WSS^ At least you get extra notice :haha: x


----------



## Missy.

Sapphire909 said:


> Hi guys- I'm joining your thread (at the kind invite from JackiePed) :)
> 
> I went off BCP in August. 1 DPO today and hoping for that :bfp: !!

Hello hun :flower: I came off the pill the same time. Good luck with that BFP :thumbup: x


----------



## Missy.

suzi121881 said:


> Hi, my name is Suzi I just joined this forum, and have a CD-1 or Octiber 12th too! I would love to have some support during my 2WW
> This is my second IUI, the 1st was in July but did not work, the Dr. decided to do a small procedure to revove some scar tissue from my uteris. Surgery was in September and I had my IUI on the 26th (CD-15) so I am now in my 2WW

Hello hun, welcome to BnB. Hope you get a nice suprise (BFP) at the end of your 2ww, got my fingers crossed! x


----------



## Missy.

Well ladies I'm on CD17 and still waiting to Ov. Still getting negative OPK's but they are starting to get a little darker. Apparently I'm suppose to Ov in 3 days time according to my ticker and in 2 days time according to fertility friend, so will be getting plenty of :sex: in over the next 3 days just to be sure :) Hope everyone is feeling well in their 2ww's? x


----------



## JackiePed

So I stopped paying attention to my DPO numbers for what FELT like a few days... I was sick with a flu. So yesterday I was trying to figure out what DPO I am... and I started counting knowing I O'ed on Tue or Wed....and was very sad to realize I'm still only 4-5 dpo today.... it is SO LONG this time!!


----------



## BettyBoop152

JackiePed said:


> So I stopped paying attention to my DPO numbers for what FELT like a few days... I was sick with a flu.

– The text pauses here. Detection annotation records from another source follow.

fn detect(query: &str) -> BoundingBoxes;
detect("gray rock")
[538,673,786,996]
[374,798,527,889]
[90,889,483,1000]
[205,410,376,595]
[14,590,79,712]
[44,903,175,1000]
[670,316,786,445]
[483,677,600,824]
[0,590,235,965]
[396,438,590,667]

So yesterday I was trying to figure out what DPO I am... and I started counting knowing I O'ed on Tue or Wed....and was very sad to realize I'm still only 4-5 dpo today.... it is SO LONG this time!!

I know what ya mean! I've been trying to forget were I am at and not symptom spot! To be honest I haven't had any symptoms so I'm convinced this isn't my month xxx


----------



## JackiePed

Betty, how could you possibly have symptoms already?
Ok..well...I guess anything's possible...but what I mean is...how could you possibly count yourself out due to 'no symptoms' yet at 4, 5, or 6 dpo? It is so rare for anyone to have symptoms at this time...even if they say they do. Most people's 'symptoms' this early are no different than the 'symptoms' so many of us have had only to discover we're NOT pg.....
Translation: they're not really symptoms at all. 

So-- none of that negative thinking, miss Boop! Most people don't really have any symptoms at all until a good week or more PAST their BFP


----------



## BettyBoop152

Awww thanks hun! That actually made me feel better! I know what ya mean but I'm not feeling anything not even mild cramping although I normally do so maybe it's a good sign! I am def waiting till AF doesn't show this month before I POAS as I'm a bit skint lol and can't keep affording to pee on money!! Xxx


----------



## hlynn

im only 5 dpo and i been having cramping every day lately..feel like AF cramps already! :( times going so slow though i hate the 2WW


----------



## KarlawithaK28

I am 8dpo today! I am going to take my first test in the a.m.. Bfp`s for everyone!!!!!


----------



## JackiePed

Betty, what we've gotta remember is that our body does funny things all the time...we just never used to really pay attention to it. I mean, with 2 of my pg's, I had no clue I was preggo at all. Once I just kinda' had a weird feeling that I might be...I wasn't that late yet, but took a test and I was. The second, I went to the Dr. to switch from the mini-pill to the regular pill because I had finished nursing my first LO, and they drew blood just to make sure I wasn't pg since they were prescribing bc. I said, "Nahhh...there's no way." and the doc said "Go ahead and take them, I'll call if anything odd shows up." A week later someone called me to tell me to STOP taking bc, because I was pregnant. Again... NO symptoms.... no clue. 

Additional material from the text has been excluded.